Motions at the end of the trial
Requests made after a verdict has been rendered, asking the court to overturn or modify the jury's decision, or to grant a new trial.
Renewed motion for judgment as a matter of law (often called JNOV - Judgment Notwithstanding the Verdict)
Made after a jury has returned a verdict, arguing that the verdict is not supported by sufficient evidence, and that no reasonable jury could have reached such a conclusion.

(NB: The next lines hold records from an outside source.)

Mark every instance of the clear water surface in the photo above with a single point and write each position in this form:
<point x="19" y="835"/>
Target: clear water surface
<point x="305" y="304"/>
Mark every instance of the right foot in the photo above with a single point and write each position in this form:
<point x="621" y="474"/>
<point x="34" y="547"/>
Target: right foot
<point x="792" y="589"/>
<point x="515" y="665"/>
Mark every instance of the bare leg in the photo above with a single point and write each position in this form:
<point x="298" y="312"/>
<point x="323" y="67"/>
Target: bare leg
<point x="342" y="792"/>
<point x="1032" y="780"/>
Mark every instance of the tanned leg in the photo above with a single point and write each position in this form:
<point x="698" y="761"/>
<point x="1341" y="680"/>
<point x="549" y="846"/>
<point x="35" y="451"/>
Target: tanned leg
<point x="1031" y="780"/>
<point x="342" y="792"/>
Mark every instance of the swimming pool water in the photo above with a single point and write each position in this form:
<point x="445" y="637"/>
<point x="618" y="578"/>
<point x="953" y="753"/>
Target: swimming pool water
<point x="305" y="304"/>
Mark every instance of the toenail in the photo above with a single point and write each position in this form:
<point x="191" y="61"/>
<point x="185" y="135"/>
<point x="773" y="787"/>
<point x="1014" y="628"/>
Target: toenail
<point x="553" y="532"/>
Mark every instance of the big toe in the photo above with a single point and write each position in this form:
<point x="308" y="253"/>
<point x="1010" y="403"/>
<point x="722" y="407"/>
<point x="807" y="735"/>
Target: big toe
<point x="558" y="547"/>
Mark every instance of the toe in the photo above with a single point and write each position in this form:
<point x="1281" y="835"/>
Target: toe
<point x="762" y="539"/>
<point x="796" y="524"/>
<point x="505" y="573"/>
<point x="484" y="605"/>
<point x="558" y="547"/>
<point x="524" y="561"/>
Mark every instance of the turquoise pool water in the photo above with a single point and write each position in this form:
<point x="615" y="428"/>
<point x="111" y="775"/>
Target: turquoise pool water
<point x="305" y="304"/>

It essentially renews an earlier JMOL motion.
Motion for new trial
A request for the court to set aside the verdict and order a new trial due to significant errors during the previous trial (e.g., improper jury instructions, newly discovered evidence, misconduct by the jury or counsel) that prejudiced the moving party.
The Paralegal’s Role at Trial
Ensuring the presence of witnesses
Managing communication with witnesses, confirming their availability, arranging travel, and ensuring they arrive at court on time and are prepared.
Keeping track of exhibits
Maintaining the exhibit log, organizing physical and electronic exhibits, ensuring proper marking, and managing their presentation and handling during trial.
Participating in jury selection
Assisting attorneys by taking detailed notes on potential jurors' responses during voir dire, tracking peremptory challenges and challenges for cause, and providing input on juror profiles.
Taking notes during the trial
Recording key testimony, important rulings, objections, observations about witness demeanor, and any other critical information that can assist the attorney during the trial and in post-trial motions.